I was in my first year of residency and did not know much about breastfeeding, how to initiate it, how to overcome common problems, or where even to go for help. Though I was not an attending physician, I considered myself a well-educated well-rounded person.

But now I was in the hospital, holding my newborn daughter and not really knowing how to latch her. I had received a five minute crash course from the nurse who helped during delivery and that was it. The pediatrician did not discuss it, my obstetrician had not talked to me about it, and I had not done any research. Like many women, I believed this would be a natural process that would need no help. I had never been so wrong in my life. I went home after an uncomplicated delivery with sore, cracked nipples. I remember crying almost every day for four weeks because I felt like a horrible mother as I wanted to give up on breastfeeding. It hurt and was a lot more work than I expected.

The combination of being a hormonal mess, with sleep deprivation, a crying baby who seemed hungry all the time, engorged breasts, cracked nipples and mastitis, all made for a difficult time. I had never been through anything so hard in my life. However, I had resources and a supportive husband. On my daughter’s third day of life my milk was not coming in, my daughter cried for hours, I kept trying to put her on my breast, but nothing seemed to be coming. I wanted desperately to comfort her, so I picked up the phone and called a good friend who also happened to be a lactation consultant. She came to my home, stayed with me, worked with me, talked to me. She came every other day for a week, and called me or sent text messages to make sure I was doing okay. During week two after I got over mastitis, my nipples were still cracked and sore, so I decided to go to a mom support group. I sat there listening to other mothers going through the same things. I felt normal for the first time in two weeks.
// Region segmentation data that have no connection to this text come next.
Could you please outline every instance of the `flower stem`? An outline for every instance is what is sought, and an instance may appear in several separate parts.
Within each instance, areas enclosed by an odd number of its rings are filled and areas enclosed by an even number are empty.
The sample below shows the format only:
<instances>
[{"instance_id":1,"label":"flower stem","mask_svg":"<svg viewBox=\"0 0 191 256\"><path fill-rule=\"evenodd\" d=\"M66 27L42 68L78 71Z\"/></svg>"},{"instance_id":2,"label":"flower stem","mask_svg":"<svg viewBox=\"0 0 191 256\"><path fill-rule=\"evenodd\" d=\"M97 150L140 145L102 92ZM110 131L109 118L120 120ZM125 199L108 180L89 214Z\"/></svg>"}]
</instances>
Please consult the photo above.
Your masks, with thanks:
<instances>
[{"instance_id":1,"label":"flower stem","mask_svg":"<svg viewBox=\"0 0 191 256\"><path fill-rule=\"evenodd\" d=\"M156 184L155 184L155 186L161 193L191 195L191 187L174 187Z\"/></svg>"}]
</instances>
I worked on latching, used a nipple shield, lanolin cream, coconut oil, had mastitis, until finally at six weeks it all stopped.

My daughter is now fourteen months, and I still nurse her. When she turned eight weeks old I went back to work as a resident physician. But I continued to breastfeed her exclusively until she began solid foods at six months. I went through so much, and I am only one woman; how many women out there go through the same thing but do not have resources, support groups, or a lactation consultant who will go to their home. Why are only 18.8% of women exclusively breastfeeding at six months of life? (data from CDC 2015). My story in part answers these questions. Breastfeeding moms are unfortunately the minority; it is indeed a lost art.


GLORIA GRAHAM is currently a second-year family medicine resident at Eisenhower Medical Center. She has a bachelor’s degree from San Diego State University and went on to receive her M.D. from the American University of the Caribbean. Along the way she met her soul mate Joshua Graham and had her daughter during her intern year of residency.